Un renversement de la donne diplomatique
Loin des projecteurs, la capitale togolaise, Lomé, devient le symbole d’une bataille d’influence où les méthodes traditionnelles laissent place à des stratégies plus subtiles. Alors que la France, historiquement ancrée dans la région, voit son influence décliner dans le Sahel après les ruptures avec le Mali, le Burkina Faso et le Niger, elle tente de consolider ses positions sur le littoral ouest-africain. De son côté, la Russie, en pleine expansion en Afrique, y déploie une offensive méthodique.
Paris tente de regagner du terrain
Le signal envoyé depuis Paris est clair : en avril 2026, le ministre français des Affaires étrangères a effectué une visite à Lomé, une première depuis plus de vingt ans. Cette démarche reflète une prise de conscience : les discours ne suffisent plus. Face à un rejet croissant de l’héritage colonial, la France mise désormais sur des projets concrets, porteurs d’un avenir commun.
Parmi ces initiatives, la construction d’un hôpital universitaire et la création d’un centre d’intelligence artificielle à Lomé symbolisent cette volonté de se repositionner comme un partenaire moderne et tourné vers les générations futures. Une stratégie visant à séduire les élites locales et à contrer l’image d’une ancienne puissance dominante.
Moscou avance ses pions sur le front sécuritaire
Sur le terrain le plus sensible, celui de la sécurité, la Russie semble avoir pris une avance décisive. Le Togo, confronté à une montée des menaces jihadistes dans sa région septentrionale, les Savanes, cherche des solutions rapides et sans condition.
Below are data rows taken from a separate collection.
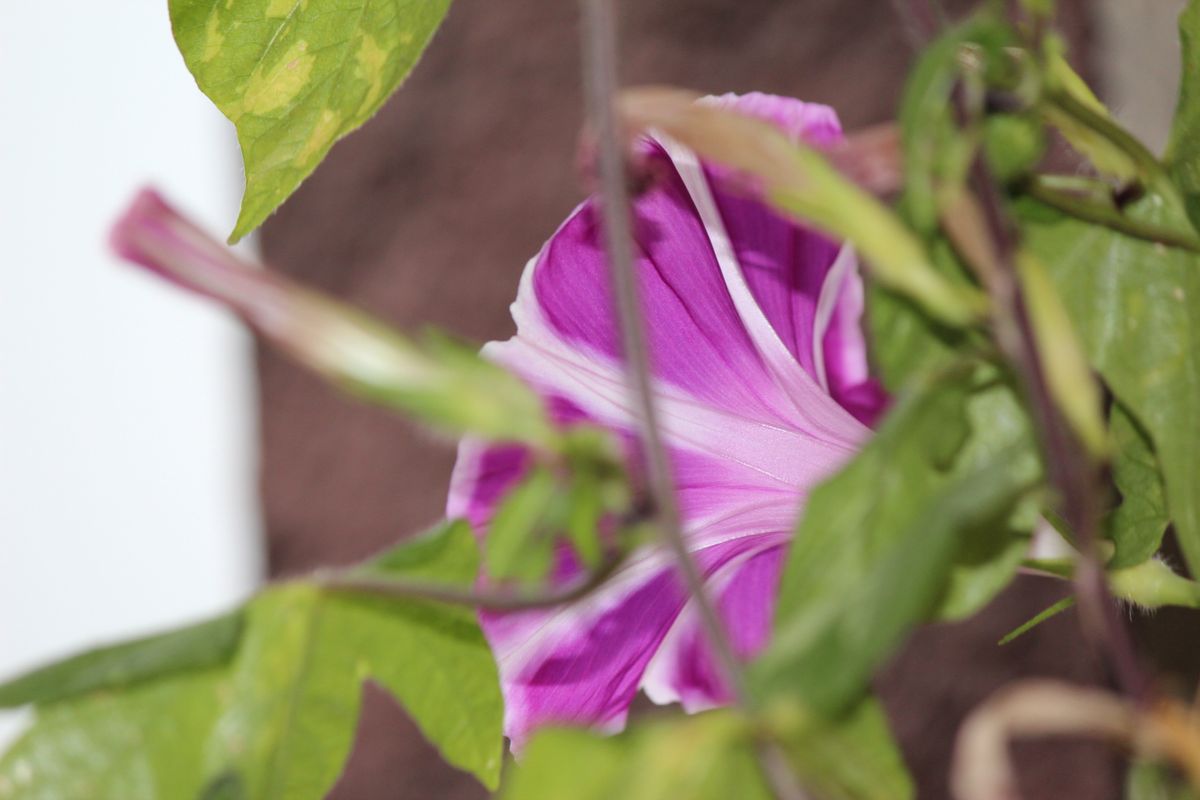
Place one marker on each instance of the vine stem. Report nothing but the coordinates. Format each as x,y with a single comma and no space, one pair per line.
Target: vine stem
364,583
1071,470
600,77
600,86
1108,216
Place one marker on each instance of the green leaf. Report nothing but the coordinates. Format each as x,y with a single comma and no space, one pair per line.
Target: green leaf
851,758
1061,356
145,741
520,543
295,76
875,548
1137,307
904,341
703,757
276,721
298,677
936,152
1155,781
1138,524
988,554
1183,150
205,644
802,184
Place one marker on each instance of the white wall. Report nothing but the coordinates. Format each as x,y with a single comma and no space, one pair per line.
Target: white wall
126,408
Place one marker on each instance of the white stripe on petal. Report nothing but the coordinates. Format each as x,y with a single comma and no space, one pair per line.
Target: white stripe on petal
813,402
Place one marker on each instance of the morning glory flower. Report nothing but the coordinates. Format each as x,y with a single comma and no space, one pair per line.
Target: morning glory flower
761,378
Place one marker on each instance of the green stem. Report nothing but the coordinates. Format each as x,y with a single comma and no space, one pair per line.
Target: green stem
1150,584
1109,217
1143,158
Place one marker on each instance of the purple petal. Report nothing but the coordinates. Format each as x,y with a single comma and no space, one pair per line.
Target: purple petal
582,665
762,389
811,122
684,669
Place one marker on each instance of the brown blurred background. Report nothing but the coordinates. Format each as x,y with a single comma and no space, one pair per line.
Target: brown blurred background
427,216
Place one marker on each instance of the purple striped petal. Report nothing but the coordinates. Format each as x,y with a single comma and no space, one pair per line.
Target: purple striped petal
762,385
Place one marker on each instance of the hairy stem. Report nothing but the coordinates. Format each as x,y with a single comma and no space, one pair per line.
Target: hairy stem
1071,470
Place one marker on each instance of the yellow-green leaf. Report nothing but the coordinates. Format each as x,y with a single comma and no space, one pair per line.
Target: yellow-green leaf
295,76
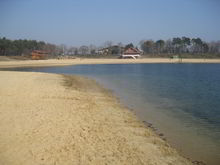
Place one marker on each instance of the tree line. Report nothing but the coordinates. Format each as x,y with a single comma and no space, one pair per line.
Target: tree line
180,46
183,46
25,47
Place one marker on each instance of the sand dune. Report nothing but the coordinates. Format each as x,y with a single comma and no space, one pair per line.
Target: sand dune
56,119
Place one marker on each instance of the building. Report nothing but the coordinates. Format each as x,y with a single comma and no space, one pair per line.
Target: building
131,53
39,55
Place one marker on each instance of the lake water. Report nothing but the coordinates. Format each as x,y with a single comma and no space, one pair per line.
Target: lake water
181,100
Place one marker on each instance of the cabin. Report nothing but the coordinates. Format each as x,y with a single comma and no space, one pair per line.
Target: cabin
131,53
39,55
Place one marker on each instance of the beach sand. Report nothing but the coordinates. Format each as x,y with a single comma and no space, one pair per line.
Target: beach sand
55,119
78,61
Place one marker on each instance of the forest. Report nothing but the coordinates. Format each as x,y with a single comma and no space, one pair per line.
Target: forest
182,46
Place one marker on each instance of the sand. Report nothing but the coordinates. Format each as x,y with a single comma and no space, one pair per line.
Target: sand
54,119
78,61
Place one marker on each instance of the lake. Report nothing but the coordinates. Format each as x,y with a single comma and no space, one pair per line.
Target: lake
181,100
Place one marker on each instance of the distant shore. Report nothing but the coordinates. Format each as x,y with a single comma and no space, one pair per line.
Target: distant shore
57,119
78,61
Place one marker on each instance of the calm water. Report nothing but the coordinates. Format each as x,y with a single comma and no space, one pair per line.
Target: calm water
181,100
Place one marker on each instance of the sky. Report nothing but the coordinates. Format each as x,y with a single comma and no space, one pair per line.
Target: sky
85,22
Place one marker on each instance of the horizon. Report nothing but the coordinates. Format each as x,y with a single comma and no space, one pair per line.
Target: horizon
76,23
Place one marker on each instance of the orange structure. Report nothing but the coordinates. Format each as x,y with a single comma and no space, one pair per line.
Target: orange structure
38,55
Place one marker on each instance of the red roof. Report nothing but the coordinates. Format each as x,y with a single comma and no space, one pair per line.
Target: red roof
132,51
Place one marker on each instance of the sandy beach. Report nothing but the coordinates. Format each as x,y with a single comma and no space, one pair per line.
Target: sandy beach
57,119
78,61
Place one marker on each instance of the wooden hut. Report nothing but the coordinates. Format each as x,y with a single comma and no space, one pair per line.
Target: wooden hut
39,55
131,53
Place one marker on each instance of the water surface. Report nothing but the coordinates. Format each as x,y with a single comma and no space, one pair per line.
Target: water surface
181,100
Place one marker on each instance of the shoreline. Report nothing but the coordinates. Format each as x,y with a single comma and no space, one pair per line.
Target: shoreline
62,119
66,62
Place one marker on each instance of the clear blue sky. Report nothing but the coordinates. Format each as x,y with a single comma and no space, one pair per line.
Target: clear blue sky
78,22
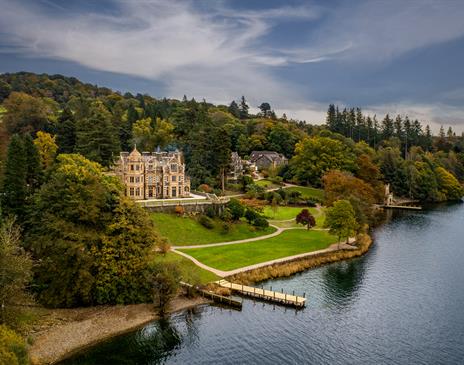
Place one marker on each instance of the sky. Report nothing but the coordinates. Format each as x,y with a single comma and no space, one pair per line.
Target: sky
392,56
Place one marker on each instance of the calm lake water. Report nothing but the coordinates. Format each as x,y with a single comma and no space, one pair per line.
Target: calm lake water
401,303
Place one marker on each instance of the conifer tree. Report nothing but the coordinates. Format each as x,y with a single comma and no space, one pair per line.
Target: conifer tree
14,186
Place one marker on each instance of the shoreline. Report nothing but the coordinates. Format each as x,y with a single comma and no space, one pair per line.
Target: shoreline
288,268
90,326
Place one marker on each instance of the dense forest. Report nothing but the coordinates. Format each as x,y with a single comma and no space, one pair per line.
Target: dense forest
58,137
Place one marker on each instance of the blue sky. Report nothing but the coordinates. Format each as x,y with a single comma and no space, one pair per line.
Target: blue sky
385,56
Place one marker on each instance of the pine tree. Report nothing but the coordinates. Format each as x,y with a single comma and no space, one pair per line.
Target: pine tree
14,186
243,108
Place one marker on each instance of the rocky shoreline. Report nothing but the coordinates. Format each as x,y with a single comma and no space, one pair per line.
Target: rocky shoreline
86,327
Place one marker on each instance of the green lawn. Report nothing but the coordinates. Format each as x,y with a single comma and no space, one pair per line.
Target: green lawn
307,192
267,184
190,272
182,231
291,242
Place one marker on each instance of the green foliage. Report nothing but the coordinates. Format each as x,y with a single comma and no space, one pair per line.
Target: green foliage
92,244
306,218
16,267
340,219
14,185
206,222
97,137
317,155
12,348
237,210
164,281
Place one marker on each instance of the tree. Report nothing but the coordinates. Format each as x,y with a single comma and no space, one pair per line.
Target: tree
265,109
340,219
46,147
243,108
306,218
234,109
15,272
316,155
14,186
164,280
91,243
27,114
236,209
66,132
149,135
97,137
13,350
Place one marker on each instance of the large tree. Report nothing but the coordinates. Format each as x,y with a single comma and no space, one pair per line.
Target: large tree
316,155
91,243
340,219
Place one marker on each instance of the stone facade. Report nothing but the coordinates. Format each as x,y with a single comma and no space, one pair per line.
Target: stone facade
267,159
156,175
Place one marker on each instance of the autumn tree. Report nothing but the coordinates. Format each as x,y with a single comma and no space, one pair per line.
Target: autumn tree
316,155
92,244
46,148
340,219
26,113
306,218
15,269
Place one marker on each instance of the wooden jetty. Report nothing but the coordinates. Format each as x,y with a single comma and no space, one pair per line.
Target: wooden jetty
214,297
268,295
410,207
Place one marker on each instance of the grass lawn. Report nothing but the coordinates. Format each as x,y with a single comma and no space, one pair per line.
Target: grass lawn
267,184
285,213
307,192
182,231
190,272
291,242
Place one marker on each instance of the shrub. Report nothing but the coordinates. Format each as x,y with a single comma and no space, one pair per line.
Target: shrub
206,222
179,210
237,210
261,222
251,215
225,228
12,347
226,216
211,212
205,188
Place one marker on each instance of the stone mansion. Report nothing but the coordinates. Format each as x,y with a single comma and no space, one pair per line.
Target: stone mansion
156,175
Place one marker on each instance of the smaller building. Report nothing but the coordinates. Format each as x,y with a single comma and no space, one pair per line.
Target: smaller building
236,167
267,159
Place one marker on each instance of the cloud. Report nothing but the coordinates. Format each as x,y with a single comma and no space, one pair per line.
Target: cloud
202,54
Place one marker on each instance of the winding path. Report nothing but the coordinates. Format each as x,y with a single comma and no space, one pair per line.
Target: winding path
333,247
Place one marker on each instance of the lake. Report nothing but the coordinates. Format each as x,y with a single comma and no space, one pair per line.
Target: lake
401,303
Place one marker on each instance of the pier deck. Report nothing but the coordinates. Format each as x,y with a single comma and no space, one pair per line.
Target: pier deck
269,295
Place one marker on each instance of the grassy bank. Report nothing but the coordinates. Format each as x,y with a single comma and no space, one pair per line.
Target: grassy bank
182,231
293,267
307,192
190,272
288,243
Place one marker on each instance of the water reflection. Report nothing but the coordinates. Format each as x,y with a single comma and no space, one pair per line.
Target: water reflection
342,281
153,344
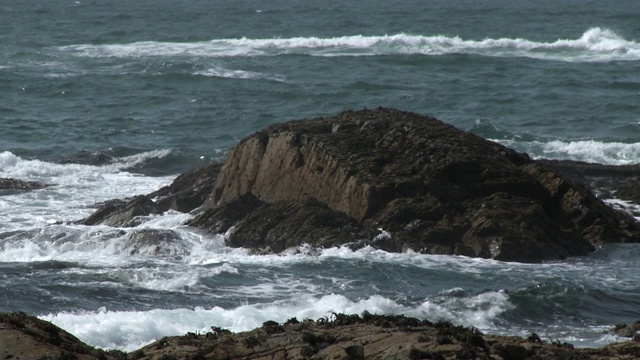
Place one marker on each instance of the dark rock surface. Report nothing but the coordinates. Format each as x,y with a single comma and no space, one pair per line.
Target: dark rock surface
27,337
157,242
11,186
338,337
187,192
123,213
434,188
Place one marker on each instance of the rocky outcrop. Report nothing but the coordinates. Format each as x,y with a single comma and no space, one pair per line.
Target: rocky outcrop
432,187
372,337
11,186
187,192
26,337
341,336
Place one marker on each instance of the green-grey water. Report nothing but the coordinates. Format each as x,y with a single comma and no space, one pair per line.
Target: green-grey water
108,99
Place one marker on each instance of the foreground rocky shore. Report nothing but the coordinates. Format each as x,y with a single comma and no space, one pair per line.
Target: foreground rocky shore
339,336
383,178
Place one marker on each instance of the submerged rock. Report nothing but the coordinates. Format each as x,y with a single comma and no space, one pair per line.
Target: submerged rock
432,187
123,213
187,192
155,242
11,186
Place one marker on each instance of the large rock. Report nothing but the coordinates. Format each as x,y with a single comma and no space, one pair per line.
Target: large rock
432,187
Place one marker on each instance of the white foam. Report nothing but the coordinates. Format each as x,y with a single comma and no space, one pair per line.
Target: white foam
74,188
595,45
610,153
238,74
129,330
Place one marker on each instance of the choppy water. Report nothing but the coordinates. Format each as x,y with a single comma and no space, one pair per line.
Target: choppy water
108,99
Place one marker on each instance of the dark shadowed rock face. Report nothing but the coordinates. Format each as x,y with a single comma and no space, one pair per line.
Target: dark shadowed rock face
434,188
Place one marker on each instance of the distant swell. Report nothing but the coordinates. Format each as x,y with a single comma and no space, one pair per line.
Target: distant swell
595,45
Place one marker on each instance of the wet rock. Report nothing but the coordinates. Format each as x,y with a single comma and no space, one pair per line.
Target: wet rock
219,219
287,224
624,330
189,190
340,336
27,337
12,186
360,338
123,213
432,187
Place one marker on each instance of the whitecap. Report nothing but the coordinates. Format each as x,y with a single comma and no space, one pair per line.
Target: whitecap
594,45
129,330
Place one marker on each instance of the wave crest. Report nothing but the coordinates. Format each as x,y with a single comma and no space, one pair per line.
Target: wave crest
595,45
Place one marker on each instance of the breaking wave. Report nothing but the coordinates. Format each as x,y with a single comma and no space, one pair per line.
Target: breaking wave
595,45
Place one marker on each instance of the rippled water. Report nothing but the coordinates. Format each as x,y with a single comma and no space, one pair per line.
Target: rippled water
107,99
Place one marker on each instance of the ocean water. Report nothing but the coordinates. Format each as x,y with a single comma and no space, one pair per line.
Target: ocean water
109,99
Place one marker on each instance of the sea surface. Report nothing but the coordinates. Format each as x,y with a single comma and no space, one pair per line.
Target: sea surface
108,99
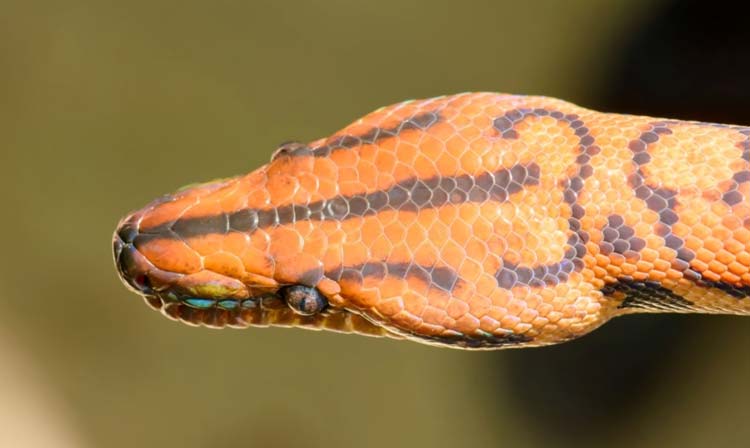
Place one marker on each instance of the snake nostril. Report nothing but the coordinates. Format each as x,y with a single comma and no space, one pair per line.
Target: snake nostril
143,283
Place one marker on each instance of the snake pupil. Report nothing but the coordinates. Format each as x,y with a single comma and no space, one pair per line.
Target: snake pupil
304,300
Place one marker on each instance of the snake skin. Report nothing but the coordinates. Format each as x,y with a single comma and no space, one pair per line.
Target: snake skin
477,220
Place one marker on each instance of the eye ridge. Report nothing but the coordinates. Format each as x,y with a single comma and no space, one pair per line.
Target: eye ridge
304,300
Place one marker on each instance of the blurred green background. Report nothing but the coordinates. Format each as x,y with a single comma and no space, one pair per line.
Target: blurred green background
106,105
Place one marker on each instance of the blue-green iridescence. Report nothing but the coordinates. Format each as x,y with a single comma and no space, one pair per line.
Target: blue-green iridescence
199,303
228,304
249,303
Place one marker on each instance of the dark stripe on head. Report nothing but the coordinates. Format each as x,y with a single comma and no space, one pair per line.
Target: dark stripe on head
647,295
410,195
421,121
442,277
511,274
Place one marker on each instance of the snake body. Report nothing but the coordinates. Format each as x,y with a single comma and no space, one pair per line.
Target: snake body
477,220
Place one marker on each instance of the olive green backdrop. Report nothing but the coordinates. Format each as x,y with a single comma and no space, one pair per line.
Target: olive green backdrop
106,105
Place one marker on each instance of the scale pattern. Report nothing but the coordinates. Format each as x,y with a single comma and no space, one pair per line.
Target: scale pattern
478,220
Dès 2025, un accord de coopération militaire a été signé entre Lomé et Moscou, permettant le déploiement de l’Africa Corps, la structure successorale du groupe Wagner. Contrairement à l’approche française, perçue comme lente et souvent liée à des exigences politiques, cette collaboration offre au Togo un soutien opérationnel et logistique direct pour sécuriser son nord.
Au-delà des armes : l’économie et la culture en première ligne
La stratégie russe ne se limite pas à la sphère militaire. Le port en eaux profondes de Lomé, unique dans la sous-région, constitue un enjeu majeur. Moscou ambitionne d’en faire une plateforme logistique pour étendre son influence jusqu’au Sahel. Des projets ambitieux, comme la construction d’une ligne ferroviaire et d’un oléoduc reliant Lomé au Burkina Faso, sont déjà à l’étude. Ce corridor permettrait de relier le Golfe de Guinée aux régimes militaires du Sahel, consolidant ainsi une sphère d’influence russe.
Parallèlement, Moscou déploie un soft power agressif pour séduire la population et les décideurs :
- Éducation : multiplication des bourses universitaires pour étudier en Russie.
- Culture : ouverture de centres de langue russe et organisation d’événements culturels à Lomé.
- Guerre de l’information : diffusion de discours souverainistes et anti-occidentaux, en phase avec une partie de l’opinion publique.
Faure Gnassingbé, l’artisan d’un équilibre fragile
Au centre de cette rivalité, le président togolais Faure Gnassingbé manœuvre avec un pragmatisme redoutable. Plutôt que de choisir un camp, il exploite cette compétition pour maximiser les bénéfices pour son pays. Tout en participant aux sommets France-Afrique pour préserver les relations avec l’Occident, il prépare activement sa présence au prochain sommet Russie-Afrique, prévu en octobre.
« Ce jeu d’équilibriste comporte des risques : les intérêts nationaux du Togo pourraient être sacrifiés au profit d’une rivalité qui le dépasse », met en garde un analyste spécialiste de la région.
En se positionnant au croisement de deux modèles opposés – celui de Moscou, axé sur la sécurité et le discours anticolonial, et celui de Paris, fondé sur l’aide au développement et les liens historiques –, le Togo incarne les nouvelles dynamiques de pouvoir en Afrique. Une diplomatie du fil du rasoir, dont Lomé devra assumer, tôt ou tard, les conséquences d’une dépendance accrue.